Elle pensait se lever tôt, déjeuner tôt, partir tôt. Elle se lève tard, dîne tard, traîne sur la terrasse du Violon avant de partir. En traînant, elle se demande ce qui lui a pris de venir directement à Mayence, ce qui lui a pris de le dépasser, ce qui lui a pris de se faire dépasser en niqab, ce qui lui a pris de trop boire et de trop manger la veille. Elle se dit que son réveil tardif n’est pas sans lien avec ses excès du jour d’avant, mais que c’est surtout un acte manqué. On avait dit rendez-vous à Riga, en octobre. Octobre est là, Riga est loin. Elle se dit qu’il faut mettre de la distance entre lui et elle, et du temps.
Grâce à un pêcheur elle traverse le Rhin et se met à marcher doucement sur la rive gauche. Marcher derrière lui, sur l’autre rive, sans se hâter, faire tendre vers zéro le risque de rencontrer quelqu’un à qui Gaspard aurait parlé, faire tendre vers l’infini les possibilités que le hasard se manifeste avant Riga. Distance-temps.

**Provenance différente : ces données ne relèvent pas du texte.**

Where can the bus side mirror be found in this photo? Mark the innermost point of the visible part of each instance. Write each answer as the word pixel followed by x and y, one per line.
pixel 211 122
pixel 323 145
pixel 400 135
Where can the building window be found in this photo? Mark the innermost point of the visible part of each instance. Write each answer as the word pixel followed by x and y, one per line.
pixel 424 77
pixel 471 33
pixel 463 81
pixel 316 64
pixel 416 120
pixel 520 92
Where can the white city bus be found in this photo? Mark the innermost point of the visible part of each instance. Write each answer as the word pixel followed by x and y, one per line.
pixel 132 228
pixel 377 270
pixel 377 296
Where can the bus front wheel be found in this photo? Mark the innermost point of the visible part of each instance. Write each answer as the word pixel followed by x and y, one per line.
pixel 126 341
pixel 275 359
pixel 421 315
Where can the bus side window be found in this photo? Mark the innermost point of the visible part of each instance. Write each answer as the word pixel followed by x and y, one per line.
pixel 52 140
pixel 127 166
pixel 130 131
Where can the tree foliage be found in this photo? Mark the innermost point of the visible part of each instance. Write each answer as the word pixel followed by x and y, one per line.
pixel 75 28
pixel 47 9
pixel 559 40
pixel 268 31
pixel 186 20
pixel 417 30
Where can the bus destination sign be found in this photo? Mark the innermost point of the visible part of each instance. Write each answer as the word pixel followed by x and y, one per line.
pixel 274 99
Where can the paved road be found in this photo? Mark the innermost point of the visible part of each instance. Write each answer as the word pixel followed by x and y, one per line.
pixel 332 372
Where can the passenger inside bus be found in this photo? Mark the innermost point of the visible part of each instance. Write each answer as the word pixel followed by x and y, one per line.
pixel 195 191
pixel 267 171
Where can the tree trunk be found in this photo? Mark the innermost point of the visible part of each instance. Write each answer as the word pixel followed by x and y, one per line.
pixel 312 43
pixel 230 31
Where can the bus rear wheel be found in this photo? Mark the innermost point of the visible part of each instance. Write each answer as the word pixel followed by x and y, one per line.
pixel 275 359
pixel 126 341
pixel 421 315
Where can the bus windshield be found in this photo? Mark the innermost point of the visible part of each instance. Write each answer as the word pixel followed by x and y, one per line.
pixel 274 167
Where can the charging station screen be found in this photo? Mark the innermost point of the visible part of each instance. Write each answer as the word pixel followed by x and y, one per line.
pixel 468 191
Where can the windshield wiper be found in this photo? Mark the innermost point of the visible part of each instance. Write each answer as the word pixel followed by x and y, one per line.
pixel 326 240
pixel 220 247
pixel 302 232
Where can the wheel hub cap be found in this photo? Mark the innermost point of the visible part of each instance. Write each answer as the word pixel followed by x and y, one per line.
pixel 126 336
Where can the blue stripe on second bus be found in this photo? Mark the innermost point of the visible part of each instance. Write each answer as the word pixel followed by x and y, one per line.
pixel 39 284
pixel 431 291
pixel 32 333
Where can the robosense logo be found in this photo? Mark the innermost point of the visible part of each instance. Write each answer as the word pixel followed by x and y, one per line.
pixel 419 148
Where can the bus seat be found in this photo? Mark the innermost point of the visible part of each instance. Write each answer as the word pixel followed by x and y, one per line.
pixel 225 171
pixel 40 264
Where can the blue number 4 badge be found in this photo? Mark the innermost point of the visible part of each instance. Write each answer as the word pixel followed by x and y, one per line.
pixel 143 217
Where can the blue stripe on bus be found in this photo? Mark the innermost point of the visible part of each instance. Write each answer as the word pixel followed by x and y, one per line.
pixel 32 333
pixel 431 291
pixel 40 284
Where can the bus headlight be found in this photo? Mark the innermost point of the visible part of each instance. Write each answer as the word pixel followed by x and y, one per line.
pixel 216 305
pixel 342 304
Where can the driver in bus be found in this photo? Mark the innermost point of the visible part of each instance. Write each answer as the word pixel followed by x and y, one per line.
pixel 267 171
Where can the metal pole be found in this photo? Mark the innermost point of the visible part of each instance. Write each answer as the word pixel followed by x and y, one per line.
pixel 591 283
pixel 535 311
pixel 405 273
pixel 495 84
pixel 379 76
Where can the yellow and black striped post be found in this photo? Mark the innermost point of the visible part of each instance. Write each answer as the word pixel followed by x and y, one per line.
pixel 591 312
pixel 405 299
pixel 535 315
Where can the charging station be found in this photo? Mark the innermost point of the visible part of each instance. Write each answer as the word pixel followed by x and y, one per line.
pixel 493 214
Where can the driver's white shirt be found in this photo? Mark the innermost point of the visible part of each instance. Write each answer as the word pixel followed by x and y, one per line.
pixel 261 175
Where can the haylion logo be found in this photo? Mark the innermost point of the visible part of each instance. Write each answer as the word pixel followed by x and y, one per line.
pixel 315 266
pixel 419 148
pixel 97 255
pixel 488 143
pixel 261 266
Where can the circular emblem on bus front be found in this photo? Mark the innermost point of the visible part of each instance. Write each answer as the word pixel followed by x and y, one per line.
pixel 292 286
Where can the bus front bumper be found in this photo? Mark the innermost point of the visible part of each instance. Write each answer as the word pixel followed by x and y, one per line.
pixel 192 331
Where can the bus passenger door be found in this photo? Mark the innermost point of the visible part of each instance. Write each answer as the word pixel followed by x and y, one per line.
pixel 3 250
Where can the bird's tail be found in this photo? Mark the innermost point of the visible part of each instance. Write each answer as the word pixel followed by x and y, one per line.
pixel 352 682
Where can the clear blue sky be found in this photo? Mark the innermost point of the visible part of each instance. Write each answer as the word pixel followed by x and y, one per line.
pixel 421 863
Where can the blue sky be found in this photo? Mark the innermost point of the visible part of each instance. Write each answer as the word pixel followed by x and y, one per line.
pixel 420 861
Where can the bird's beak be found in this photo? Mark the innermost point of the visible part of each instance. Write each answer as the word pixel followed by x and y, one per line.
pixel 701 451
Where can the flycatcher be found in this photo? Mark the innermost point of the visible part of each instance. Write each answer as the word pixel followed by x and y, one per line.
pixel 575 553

Plus que 365 jours… (213/365)

Octobre est un foyard – III

Il est donc parti de bonne heure Gaspard. Il marche le long de l’eau, direction Cologne, il avance sans s’arrêter, il ne parle à personne. Il se hâte en se demandant à quoi bon jouer au chat botté, non pas que ce jeu le fatigue, mais quel sens donner à cette partie de cache-cache maintenant? Certes c’est lui qui a commencé, après la carte reçue à Worms, mais elle l’a dépassé, et il a bien aimé qu’elle le dépasse, et maintenant? Pourquoi s’est-elle laissée dépasser?
Il avance sans s’arrêter, il ne parle à personne. Il se dit que pour un temps il vaut mieux mettre de la distance entre elle et lui, laisser faire le hasard, ne le confier à personne, ne se confier à personne. Après tout, n’a-t-on pas rendez-vous à Riga?